Time courses of the uptake by guard cell protoplasts of [¹⁴C]Glc (n = 3, one datum only for uptake at 60 min), [¹⁴C]Fru (n = 2), and [¹⁴C]Suc (n = 3, the individual data are hidden behind the symbols). Uptake conditions were 0.5 mm sugar, pH 5.5, 20°C. Curves are second-order regressions. (In another series of experiments, Suc accumulation was higher than shown here; see Fig. 4.)

Figure 2

Concentration dependence of the rate of Glc uptake at pH 5.5 (15-min incubation time). Inset, Eadie-Hofstee plot of the means. Linear regression resulted in an apparent K_m of 0.12 mm (ranging from 0.10–0.15 mm among three replications) and a mean V_max of 19 fmol cell⁻¹ h⁻¹ (12–24 fmol cell⁻¹ h⁻¹).

Figure 3

Concentration dependencies of the rate of Suc uptake at pH 5.5 (30-min incubation time). A, Rates characteristic for the majority of the experiments; B, data from one set of experiments showing particularly high rates. The curves are second-order regressions.
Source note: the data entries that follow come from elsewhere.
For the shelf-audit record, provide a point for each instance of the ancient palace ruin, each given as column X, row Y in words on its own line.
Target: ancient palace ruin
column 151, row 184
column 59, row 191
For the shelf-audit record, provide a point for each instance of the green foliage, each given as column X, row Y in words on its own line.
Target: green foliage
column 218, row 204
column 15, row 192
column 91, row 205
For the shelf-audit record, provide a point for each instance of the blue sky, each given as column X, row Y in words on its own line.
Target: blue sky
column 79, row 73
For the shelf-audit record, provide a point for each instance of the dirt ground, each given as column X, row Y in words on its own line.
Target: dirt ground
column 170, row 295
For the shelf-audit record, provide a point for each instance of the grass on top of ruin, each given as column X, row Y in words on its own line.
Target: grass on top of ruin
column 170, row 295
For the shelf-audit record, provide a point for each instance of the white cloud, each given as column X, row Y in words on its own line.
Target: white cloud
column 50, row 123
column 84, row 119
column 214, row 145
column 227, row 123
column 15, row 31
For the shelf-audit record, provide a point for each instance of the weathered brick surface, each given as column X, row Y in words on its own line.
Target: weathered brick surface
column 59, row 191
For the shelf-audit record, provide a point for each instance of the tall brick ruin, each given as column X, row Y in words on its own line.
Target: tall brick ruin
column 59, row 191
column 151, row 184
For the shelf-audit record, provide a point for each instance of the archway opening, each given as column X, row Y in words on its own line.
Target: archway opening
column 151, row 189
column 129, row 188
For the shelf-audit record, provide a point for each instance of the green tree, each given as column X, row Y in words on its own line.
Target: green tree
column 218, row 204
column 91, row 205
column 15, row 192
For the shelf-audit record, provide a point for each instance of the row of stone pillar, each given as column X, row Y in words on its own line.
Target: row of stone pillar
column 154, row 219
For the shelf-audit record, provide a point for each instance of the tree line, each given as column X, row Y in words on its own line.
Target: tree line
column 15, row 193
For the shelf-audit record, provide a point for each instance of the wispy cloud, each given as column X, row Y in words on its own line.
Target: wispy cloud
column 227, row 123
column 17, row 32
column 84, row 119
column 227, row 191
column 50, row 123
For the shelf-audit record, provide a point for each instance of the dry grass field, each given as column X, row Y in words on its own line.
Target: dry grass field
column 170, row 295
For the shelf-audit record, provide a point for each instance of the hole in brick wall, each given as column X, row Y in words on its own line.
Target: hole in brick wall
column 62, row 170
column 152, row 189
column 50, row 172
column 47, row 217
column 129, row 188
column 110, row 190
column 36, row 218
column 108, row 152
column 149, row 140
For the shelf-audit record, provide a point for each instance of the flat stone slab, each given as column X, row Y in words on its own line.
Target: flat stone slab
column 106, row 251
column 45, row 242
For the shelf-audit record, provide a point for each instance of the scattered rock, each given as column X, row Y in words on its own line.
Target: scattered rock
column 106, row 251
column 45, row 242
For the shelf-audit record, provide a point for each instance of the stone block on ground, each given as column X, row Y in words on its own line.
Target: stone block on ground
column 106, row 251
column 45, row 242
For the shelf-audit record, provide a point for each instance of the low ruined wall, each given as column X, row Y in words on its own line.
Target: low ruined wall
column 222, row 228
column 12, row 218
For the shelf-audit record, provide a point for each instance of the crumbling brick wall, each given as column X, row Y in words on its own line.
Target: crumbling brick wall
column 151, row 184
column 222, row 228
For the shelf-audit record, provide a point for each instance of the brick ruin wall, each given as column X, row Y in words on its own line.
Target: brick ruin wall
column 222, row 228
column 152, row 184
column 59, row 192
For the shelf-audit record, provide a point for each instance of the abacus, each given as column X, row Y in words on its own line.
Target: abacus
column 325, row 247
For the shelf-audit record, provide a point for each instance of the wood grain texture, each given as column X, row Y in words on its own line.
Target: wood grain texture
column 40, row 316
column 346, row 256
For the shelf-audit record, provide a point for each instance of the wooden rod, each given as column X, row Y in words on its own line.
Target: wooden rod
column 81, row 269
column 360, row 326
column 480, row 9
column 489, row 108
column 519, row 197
The Eadie-Hofstee: plots of the means (insets) bring out the saturating and linear concentration dependencies. Graphs parallel to the ordinates represent the linear components. Linear regression of the data for Suc concentrations <0.5 mm (A) gave apparent K_m values between 0.18 and 0.28 mm, with a mean of 0.25 mm (three experiments), and in B for concentrations <1 mm apparent K_m values between 0.4 and 1.2 mm, with a mean of 0.8 mm (three experiments).

Figure 4

Uptake of Suc in darkness and in the light. Guard cell protoplasts were incubated in 3 mm Suc at pH 5.5 and 20°C for 15 and 30 min in the dark (shaded bars) or in the light (white bars; 600 μmol m⁻² s⁻¹).

Figure 5

Rate of [¹⁴C]Suc uptake at pH 5.5 in the presence of increasing concentrations of unlabeled Glc (15-min incubation time) and a Suc concentration of 0.5 mm, pH 5.5. Rate of uptake in the absence of Glc was set at 100%. Inset, Semilogarithmic plot of the data.

Figure 6

Dependence of Glc uptake rate on the pH of the medium in the presence or absence of the uncoupler CCCP (2 μm). The Glc concentration in the incubation medium was 0.5 mm and incubation times were 5 min. CCCP in ethanol was added 1 min before the addition of [¹⁴C]Glc. In both treatments the ethanol concentration was 0.8%. The pH values of the MES-Tris buffers (33 mm) were determined with a pH electrode. Curves are third-order regressions.

Figure 7

Relative rates of Glc uptake as depending on the activity of K⁺ in the medium, counter ions were either Cl⁻ (▵) or SO₄²⁻ (▾); establishment of the K⁺ diffusion potentials was ensured by the presence of 2.5 μm valinomycin. Osmolality was adjusted to 0.42 osmol by adding mannitol, and was determined with a vapor pressure osmometer (Wescor, Logan, Utah). The incubation media had a 0.5 mm Glc concentration; the pH was kept at 5.5 with 33 mm MES-Tris buffer. Incubation time was 10 min. During this time, changes in protoplast volume due to the absorption of K⁺ did not occur (according to determinations of the sorbitol-impermeable space; see “Materials and Methods”). Glc uptake rates in the absence of K⁺ were set to 100%.